SDLT Could Dip To 2004 Levels
Stamp Duty Land Tax (SDLT) receipts could dip to the levels last seen in 2004/05 because of the impact of Covid-19.
In a time prior to the emergence of coronavirus, Savills had predicted the UK property market would generate £8.6 billion in SDLT receipts as the market recovered from a flattened year restricted by Brexit uncertainty.
However, recent government advice to postpone home moves has resulted in a stalled market, increases in aborted transactions, a reduction in mortgage products and an uncertain future.
Even the various forecasts, suggest huge variances in UK property with transaction volumes predicted to sit somewhere between lows of around half a million (566,000) and highs of 745,000.
If these estimates are accurate, it would mean SDLT levels could bottom out at £3.7 billion, which would represent a figure last seen 15 years ago.

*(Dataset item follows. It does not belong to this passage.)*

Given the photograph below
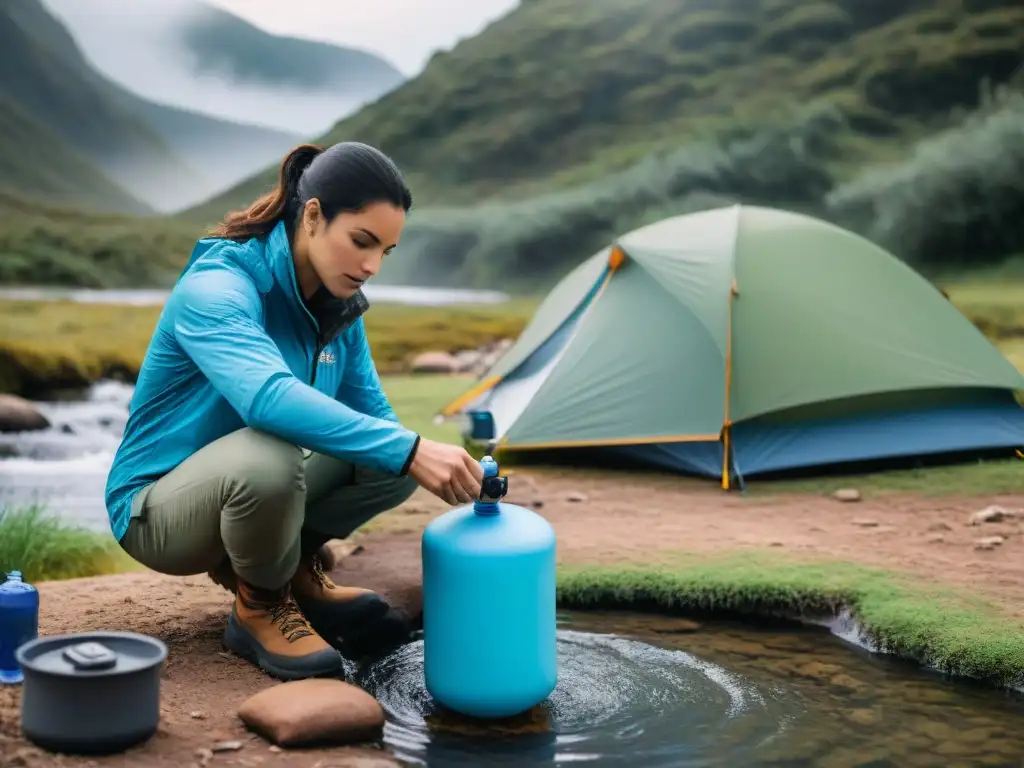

Receipts falling by 40.5 per cent, something Savills anticipate to be a positive market outcome, would mean SDLT receipts would reach £5.1 billion, representing a five year low.
Lucian Cook, head of residential research for Savills, said:
“On the upside, households whose incomes remain stable and secure will be able to take advantage of historically low interest rates. This should support a return to stronger levels of price growth in the medium term.
“Assuming long term damage to the economy is contained, we expect the five year outlook for prices to remain similar to our November 2019 forecasts but with a different distribution of growth year to year.
“Our five-year forecast is for average UK house price growth of 15%, with prime central London the first market expected to be the first to show growth.”
Camilla Dell, managing partner at Black Brick, said:
“If you look at past recessions and the speed of the property market recovery, we can predict that the Treasury will most likely not raise Stamp Duty to make up for this until a year or so down the line, once property prices and transactions have risen again.
“Data being used by a range of sources suggests that if we look at the 2008 financial crisis as an example, property transactions fell by 57% and prices by 19%, and it took around six years for transactions to recover properly – this could give us some rough guidance.
“Generally, I would say, ‘never say never’ to a potential stamp duty rise, after all, money will have to come from somewhere to pay for all of the money government is spending and lending, but I doubt Stamp Duty will be targeted as we are already one of the highest rates globally.”
With governmental efforts to financially support the economy through this difficult time, could a rise in stamp duty be on the post-coronavirus horizon?